Fellow contributors, I have written a program that is meant to be applied on a data set of more than a million observations. At some point of the program I need to do row-wise operations on a pandas data frame where considering the number of observations it could take a while to be executed. I would like to find a more efficient way of doing it in particular if there is an efficient vectorized way to do it as we would do in the same situation in R. Here is a sample data set:
df = pd.DataFrame({'A' : ['Yes', 'No', 'Yes', 'Yes', 'No'],
'B' : ['Blue', 'Red', 'Red', 'Blue', 'Blue']})

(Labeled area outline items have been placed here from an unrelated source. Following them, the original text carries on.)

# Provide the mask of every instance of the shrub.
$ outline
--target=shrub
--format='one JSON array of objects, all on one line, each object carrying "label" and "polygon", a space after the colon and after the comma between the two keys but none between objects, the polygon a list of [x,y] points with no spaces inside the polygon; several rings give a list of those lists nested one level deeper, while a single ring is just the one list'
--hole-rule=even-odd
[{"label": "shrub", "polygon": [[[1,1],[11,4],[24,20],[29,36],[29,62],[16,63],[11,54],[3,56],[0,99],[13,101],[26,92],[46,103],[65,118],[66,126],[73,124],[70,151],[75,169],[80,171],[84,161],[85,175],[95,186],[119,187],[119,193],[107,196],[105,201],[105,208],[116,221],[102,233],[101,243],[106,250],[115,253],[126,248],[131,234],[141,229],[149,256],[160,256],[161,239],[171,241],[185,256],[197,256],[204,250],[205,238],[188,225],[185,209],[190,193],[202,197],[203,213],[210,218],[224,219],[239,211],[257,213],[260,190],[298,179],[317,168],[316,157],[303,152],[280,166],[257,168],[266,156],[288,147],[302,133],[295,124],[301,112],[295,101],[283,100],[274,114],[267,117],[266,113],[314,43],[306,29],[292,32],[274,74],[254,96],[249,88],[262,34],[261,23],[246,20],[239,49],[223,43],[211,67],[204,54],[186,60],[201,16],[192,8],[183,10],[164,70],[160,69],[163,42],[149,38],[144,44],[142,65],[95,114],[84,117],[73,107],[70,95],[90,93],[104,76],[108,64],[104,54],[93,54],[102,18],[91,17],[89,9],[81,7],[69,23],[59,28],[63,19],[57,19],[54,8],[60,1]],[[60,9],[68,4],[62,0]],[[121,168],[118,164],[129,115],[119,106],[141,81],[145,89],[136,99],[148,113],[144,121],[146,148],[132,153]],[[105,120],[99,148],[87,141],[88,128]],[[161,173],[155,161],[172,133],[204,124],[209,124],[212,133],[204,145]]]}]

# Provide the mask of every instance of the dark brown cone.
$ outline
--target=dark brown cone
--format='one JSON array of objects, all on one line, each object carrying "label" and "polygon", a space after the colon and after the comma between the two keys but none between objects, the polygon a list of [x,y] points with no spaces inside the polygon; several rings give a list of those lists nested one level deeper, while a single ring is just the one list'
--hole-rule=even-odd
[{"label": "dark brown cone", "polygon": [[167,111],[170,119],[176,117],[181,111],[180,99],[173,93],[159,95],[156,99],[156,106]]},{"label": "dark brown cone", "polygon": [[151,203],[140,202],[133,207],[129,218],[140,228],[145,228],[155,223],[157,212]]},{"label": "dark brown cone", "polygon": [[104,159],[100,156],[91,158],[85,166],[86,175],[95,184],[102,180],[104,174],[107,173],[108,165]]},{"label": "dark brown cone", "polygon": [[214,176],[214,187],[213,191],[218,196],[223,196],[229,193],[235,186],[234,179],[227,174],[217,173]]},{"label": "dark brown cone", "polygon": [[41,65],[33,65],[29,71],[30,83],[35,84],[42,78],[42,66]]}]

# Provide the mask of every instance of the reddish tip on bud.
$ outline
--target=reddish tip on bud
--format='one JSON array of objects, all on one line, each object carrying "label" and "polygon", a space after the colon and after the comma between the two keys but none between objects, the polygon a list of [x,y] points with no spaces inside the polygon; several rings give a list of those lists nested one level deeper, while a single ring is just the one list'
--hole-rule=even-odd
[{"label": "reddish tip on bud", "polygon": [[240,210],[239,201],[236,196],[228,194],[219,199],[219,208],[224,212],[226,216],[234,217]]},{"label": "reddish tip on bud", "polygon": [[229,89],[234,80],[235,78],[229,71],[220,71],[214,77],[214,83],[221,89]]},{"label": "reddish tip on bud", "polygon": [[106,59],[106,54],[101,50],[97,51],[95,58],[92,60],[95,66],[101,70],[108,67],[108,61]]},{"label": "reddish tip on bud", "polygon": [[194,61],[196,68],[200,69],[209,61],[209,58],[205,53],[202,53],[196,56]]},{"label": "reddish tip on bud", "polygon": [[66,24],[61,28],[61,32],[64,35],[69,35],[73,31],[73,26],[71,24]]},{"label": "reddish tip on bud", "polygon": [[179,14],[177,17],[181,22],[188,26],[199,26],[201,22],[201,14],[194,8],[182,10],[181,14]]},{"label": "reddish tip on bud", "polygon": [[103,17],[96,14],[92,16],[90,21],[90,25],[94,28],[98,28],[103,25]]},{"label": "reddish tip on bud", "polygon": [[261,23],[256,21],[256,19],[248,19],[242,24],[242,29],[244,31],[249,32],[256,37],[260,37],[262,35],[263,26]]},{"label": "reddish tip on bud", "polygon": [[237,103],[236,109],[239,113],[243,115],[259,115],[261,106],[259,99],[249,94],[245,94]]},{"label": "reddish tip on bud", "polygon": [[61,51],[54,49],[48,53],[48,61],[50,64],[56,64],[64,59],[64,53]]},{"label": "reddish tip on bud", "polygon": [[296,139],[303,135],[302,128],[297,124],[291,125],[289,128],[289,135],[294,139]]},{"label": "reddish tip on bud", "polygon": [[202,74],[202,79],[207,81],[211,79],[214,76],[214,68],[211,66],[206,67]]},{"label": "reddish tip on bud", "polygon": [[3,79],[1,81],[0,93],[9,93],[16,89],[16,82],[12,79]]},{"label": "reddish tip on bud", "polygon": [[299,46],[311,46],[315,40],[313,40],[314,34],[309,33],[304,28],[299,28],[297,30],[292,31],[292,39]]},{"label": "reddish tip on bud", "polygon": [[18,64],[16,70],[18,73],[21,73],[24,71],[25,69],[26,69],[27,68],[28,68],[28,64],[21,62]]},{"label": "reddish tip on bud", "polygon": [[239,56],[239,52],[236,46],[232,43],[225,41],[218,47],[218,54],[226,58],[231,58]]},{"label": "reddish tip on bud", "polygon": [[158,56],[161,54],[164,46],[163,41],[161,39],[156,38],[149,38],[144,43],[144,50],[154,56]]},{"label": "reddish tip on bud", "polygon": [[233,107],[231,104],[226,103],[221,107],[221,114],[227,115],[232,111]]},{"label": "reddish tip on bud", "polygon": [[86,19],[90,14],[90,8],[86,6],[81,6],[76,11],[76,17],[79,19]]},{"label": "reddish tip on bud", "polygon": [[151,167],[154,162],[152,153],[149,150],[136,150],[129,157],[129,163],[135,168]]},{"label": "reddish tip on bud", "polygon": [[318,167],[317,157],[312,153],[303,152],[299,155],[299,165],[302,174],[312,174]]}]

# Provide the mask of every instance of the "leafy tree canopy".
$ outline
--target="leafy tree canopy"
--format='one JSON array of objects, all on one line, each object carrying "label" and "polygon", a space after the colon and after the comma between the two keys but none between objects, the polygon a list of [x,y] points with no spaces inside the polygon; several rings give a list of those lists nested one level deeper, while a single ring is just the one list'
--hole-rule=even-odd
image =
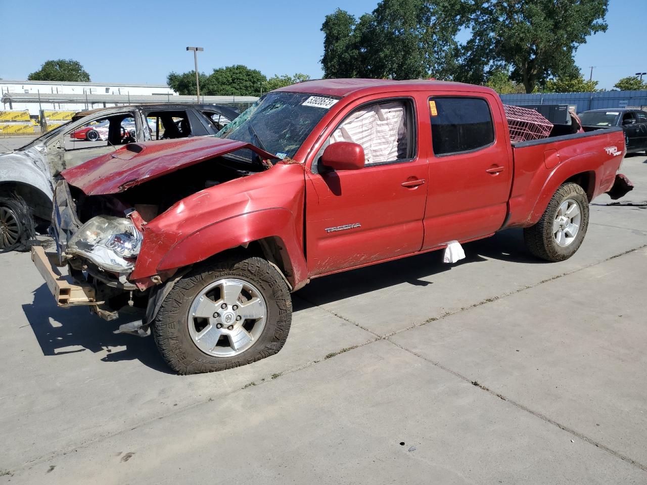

And my code (However in real code there are more if-else expressions to be checked):
def my_fun(row):
if (row['A'] == 'Yes') & (row['B'] == 'Blue'):
return 'foo'
elif (row['A'] == 'Yes') & (row['B'] == 'Red'):
return 'bar'
else:
return 'foobar'
return row
df['C'] = df.apply(my_fun, axis = 1)
Which results in:
df
A B C
0 Yes Blue foo
1 No Red foobar
2 Yes Red bar
3 Yes Blue foo
4 No Blue foobar
Thank you very much in advance.
CodePudding user response:
You can use np.select
df['D'] = np.select(
[df['A'].eq('Yes') & df['B'].eq('Blue'),
df['A'].eq('Yes') & df['B'].eq('Red')],
['foo', 'bar'],
'foobar'
)
print(df)
A B C D
0 Yes Blue foo foo
1 No Red foobar foobar
2 Yes Red bar bar
3 Yes Blue foo foo
4 No Blue foobar foobar
CodePudding user response:
That's exactly what the built-in pandas loc
is made for.
df['C'] = 'foobar'
df.loc[(df['A'] == 'Yes') & (df['B'] == 'Red'), 'C'] = 'bar'
df.loc[(df['A'] == 'Yes') & (df['B'] == 'Blue'), 'C'] = 'foo'